I am using biblatex (with biber) and setting the language field in entries in my .bib file. Oddly, the language is not interpreted as a localisation key, as it apparently ought to be. (I am using polyglossia for language support and localisation.)
I get output like the following.
Hume, D., 1777. An enquiry concerning human understanding. british.
(The above presumes I set language = {british}. If I set language = {en-GB}, then the corresponding text appears instead in the output document.)
Am I missing something here?
As a side point, I would be grateful if anyone can recommend how to not print the language in the bibliography as long as it is one of the document languages (i.e., the one of the "default" or "other" languages).

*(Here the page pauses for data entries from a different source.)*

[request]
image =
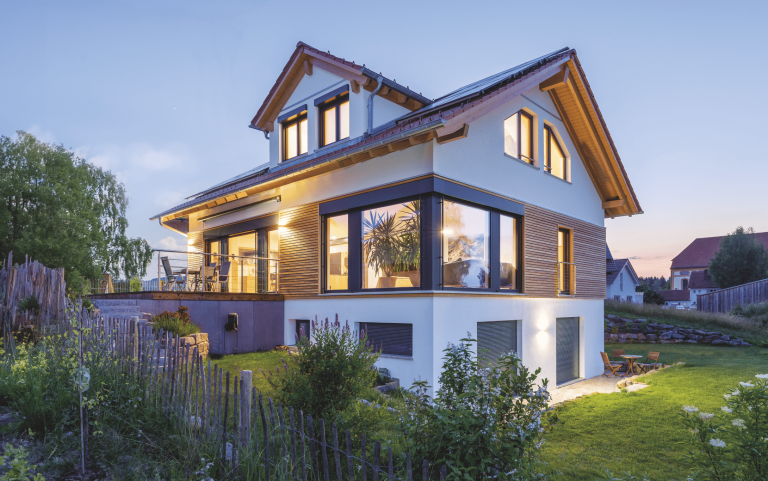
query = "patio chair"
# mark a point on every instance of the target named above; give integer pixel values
(172, 281)
(223, 275)
(613, 367)
(647, 366)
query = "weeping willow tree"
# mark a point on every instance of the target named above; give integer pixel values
(65, 212)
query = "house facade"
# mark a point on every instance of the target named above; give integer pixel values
(696, 257)
(621, 280)
(421, 220)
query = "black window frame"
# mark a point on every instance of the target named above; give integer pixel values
(549, 135)
(520, 156)
(289, 122)
(328, 104)
(431, 191)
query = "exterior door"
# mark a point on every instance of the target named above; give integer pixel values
(567, 349)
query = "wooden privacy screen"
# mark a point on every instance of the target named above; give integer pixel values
(300, 251)
(540, 250)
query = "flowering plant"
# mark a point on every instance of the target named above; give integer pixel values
(484, 422)
(732, 445)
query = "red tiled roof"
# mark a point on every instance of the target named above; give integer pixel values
(676, 296)
(701, 280)
(702, 250)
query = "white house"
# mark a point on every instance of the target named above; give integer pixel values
(423, 219)
(621, 280)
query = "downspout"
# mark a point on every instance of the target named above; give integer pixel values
(380, 82)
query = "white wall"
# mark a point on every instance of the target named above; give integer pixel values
(480, 160)
(439, 320)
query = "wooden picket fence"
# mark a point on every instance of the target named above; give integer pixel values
(285, 443)
(726, 299)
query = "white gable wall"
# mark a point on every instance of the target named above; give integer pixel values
(480, 160)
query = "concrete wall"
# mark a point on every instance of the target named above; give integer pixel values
(260, 322)
(439, 320)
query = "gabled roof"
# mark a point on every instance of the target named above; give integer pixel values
(701, 280)
(702, 250)
(676, 296)
(560, 70)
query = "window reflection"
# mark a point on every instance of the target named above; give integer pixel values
(465, 245)
(391, 246)
(337, 234)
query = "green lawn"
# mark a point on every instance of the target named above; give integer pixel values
(254, 361)
(640, 431)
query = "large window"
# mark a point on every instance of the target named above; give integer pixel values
(337, 262)
(466, 248)
(391, 246)
(334, 120)
(554, 157)
(518, 136)
(295, 136)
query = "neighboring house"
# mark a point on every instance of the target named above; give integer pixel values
(700, 283)
(621, 280)
(696, 257)
(421, 220)
(681, 297)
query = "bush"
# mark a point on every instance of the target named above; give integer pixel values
(485, 422)
(733, 444)
(328, 374)
(178, 322)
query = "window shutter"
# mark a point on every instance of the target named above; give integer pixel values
(397, 339)
(495, 339)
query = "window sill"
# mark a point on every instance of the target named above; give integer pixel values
(521, 161)
(558, 178)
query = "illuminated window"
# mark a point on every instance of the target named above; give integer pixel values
(518, 136)
(295, 136)
(334, 120)
(554, 158)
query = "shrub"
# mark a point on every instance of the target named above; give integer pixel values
(732, 444)
(178, 322)
(485, 422)
(328, 374)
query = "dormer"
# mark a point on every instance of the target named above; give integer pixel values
(321, 103)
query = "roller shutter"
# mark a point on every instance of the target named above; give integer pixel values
(567, 349)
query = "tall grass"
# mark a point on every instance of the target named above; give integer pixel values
(750, 330)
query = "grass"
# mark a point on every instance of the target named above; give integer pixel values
(640, 432)
(754, 332)
(253, 361)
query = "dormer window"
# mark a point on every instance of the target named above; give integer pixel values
(518, 136)
(295, 133)
(554, 158)
(333, 110)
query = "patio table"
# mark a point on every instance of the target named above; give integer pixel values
(631, 358)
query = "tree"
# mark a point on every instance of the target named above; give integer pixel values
(741, 259)
(64, 212)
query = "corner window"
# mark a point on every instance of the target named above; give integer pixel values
(337, 263)
(295, 136)
(466, 233)
(554, 157)
(391, 246)
(518, 136)
(334, 120)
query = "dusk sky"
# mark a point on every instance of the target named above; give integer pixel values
(161, 93)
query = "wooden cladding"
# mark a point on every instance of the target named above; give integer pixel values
(300, 251)
(540, 250)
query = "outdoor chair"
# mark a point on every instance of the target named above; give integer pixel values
(647, 366)
(172, 281)
(613, 367)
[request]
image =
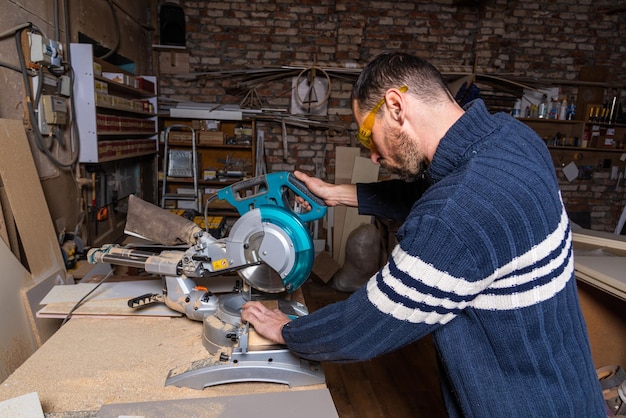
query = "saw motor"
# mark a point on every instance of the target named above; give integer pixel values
(269, 247)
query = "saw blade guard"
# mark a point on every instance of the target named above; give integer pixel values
(272, 190)
(282, 244)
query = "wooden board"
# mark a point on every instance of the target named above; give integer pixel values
(302, 404)
(17, 342)
(25, 406)
(364, 171)
(28, 204)
(344, 166)
(91, 362)
(605, 272)
(109, 299)
(31, 296)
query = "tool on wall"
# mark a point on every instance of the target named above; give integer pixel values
(270, 248)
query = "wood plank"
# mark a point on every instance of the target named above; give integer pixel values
(25, 406)
(17, 342)
(599, 239)
(42, 328)
(28, 203)
(91, 362)
(604, 272)
(364, 171)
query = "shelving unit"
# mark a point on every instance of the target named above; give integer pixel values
(118, 135)
(578, 134)
(226, 154)
(115, 120)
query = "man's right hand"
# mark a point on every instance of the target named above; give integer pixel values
(332, 194)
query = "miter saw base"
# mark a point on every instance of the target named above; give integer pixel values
(271, 366)
(224, 336)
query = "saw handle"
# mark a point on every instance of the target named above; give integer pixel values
(268, 189)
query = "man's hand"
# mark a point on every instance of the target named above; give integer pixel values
(332, 194)
(267, 322)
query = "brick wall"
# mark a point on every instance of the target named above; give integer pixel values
(545, 40)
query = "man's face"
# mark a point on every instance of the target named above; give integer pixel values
(391, 148)
(402, 155)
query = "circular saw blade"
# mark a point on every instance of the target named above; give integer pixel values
(263, 278)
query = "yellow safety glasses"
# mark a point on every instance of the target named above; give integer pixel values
(364, 135)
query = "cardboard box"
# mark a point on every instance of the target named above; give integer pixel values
(324, 268)
(211, 138)
(116, 77)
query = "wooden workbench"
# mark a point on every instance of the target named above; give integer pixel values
(91, 362)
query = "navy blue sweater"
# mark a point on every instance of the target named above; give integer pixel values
(483, 262)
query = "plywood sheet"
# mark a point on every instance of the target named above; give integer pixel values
(91, 362)
(17, 342)
(363, 171)
(109, 299)
(25, 406)
(302, 404)
(605, 272)
(28, 204)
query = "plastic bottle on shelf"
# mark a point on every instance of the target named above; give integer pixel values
(543, 108)
(563, 110)
(517, 109)
(571, 109)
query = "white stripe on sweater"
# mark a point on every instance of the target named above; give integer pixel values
(446, 283)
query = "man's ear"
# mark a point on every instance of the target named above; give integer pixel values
(396, 104)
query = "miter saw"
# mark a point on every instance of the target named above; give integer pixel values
(270, 248)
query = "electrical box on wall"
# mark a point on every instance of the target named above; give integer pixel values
(45, 51)
(52, 111)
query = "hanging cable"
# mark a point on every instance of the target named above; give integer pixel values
(30, 103)
(116, 25)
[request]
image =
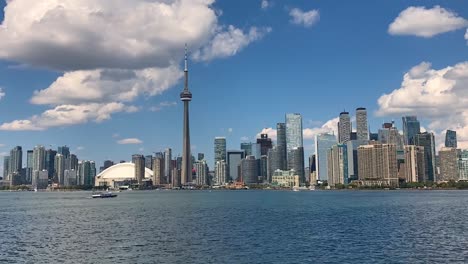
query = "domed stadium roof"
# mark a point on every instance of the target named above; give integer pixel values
(122, 171)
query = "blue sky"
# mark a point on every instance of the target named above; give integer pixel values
(245, 78)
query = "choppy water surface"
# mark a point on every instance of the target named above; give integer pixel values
(235, 227)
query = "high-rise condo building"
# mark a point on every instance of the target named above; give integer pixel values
(249, 170)
(448, 164)
(220, 172)
(411, 127)
(426, 140)
(338, 165)
(234, 158)
(293, 132)
(281, 145)
(344, 128)
(168, 165)
(413, 168)
(139, 168)
(265, 144)
(323, 142)
(296, 162)
(451, 139)
(362, 129)
(378, 162)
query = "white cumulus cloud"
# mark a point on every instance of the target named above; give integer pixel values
(128, 141)
(426, 22)
(111, 52)
(437, 95)
(304, 18)
(230, 42)
(66, 115)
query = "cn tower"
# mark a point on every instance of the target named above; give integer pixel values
(186, 97)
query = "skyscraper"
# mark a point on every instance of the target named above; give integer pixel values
(281, 144)
(220, 172)
(220, 149)
(234, 158)
(249, 170)
(186, 97)
(296, 162)
(362, 129)
(265, 144)
(378, 162)
(344, 128)
(16, 162)
(293, 132)
(139, 168)
(426, 140)
(64, 150)
(338, 165)
(451, 139)
(6, 167)
(448, 164)
(323, 142)
(168, 165)
(29, 162)
(158, 171)
(411, 127)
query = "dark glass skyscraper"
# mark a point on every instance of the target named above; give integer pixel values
(426, 140)
(451, 139)
(411, 127)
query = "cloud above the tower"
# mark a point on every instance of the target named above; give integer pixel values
(112, 51)
(439, 96)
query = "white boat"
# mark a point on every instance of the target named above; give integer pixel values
(104, 195)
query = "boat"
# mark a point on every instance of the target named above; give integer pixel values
(104, 195)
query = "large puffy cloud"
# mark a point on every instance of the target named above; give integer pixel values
(66, 115)
(230, 42)
(422, 22)
(107, 85)
(304, 18)
(439, 96)
(111, 52)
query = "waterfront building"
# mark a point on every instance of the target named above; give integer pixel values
(426, 140)
(281, 145)
(221, 173)
(344, 127)
(139, 161)
(296, 162)
(158, 171)
(201, 170)
(120, 174)
(451, 139)
(378, 162)
(293, 132)
(234, 158)
(463, 166)
(411, 127)
(362, 129)
(168, 165)
(448, 164)
(338, 165)
(249, 170)
(285, 179)
(323, 142)
(413, 168)
(69, 178)
(265, 144)
(59, 166)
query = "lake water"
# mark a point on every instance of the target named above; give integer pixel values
(235, 227)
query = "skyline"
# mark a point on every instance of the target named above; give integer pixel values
(257, 62)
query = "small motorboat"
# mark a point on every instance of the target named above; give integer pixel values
(104, 195)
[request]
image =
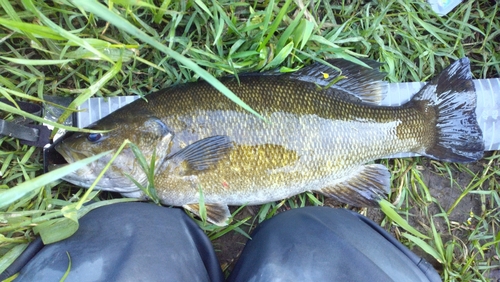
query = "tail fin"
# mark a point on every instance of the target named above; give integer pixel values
(452, 96)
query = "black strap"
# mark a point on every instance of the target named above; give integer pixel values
(28, 134)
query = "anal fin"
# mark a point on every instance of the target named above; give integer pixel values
(217, 214)
(364, 187)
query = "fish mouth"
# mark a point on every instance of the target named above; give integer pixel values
(59, 155)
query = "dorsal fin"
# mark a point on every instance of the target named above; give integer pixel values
(357, 80)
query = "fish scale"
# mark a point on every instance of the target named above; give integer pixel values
(317, 136)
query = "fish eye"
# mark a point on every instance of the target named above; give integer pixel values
(94, 137)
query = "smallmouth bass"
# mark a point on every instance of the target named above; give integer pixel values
(319, 135)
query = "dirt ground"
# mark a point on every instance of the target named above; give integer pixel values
(229, 246)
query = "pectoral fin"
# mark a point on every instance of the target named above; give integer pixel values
(217, 214)
(202, 154)
(364, 187)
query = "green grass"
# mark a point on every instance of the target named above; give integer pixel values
(135, 47)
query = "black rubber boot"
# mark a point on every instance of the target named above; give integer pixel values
(129, 242)
(325, 244)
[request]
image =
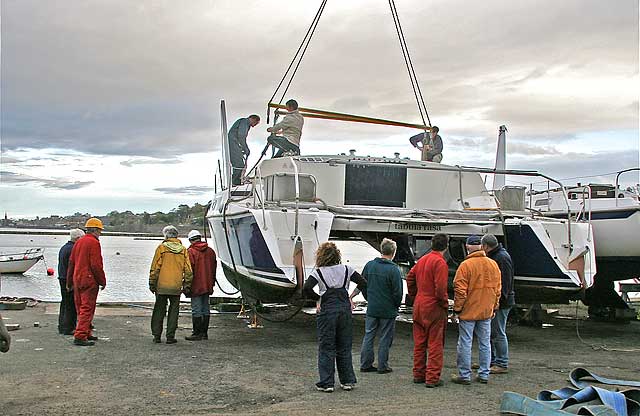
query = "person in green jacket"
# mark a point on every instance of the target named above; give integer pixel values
(169, 277)
(384, 290)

Minimum reproducible example
\begin{filecontents*}[overwrite]{\jobname.bib}
@book{author00,
title = {{A Title}},
publisher = {Alpha},
year = {2008},
editor = {Author, A},
address = {London},
language = {english},
}
@book{buthor00,
title = {{B Title}},
publisher = {Bravo},
year = {1990},
author = {Buthor, B},
address = {New York},
language = {english},
}
\end{filecontents*}
\documentclass{article}
\usepackage{polyglossia}
\usepackage[backend = biber]{biblatex}
\addbibresource{\jobname.bib}
\begin{document}
\citeauthor{author00} has written \textcite{author00}.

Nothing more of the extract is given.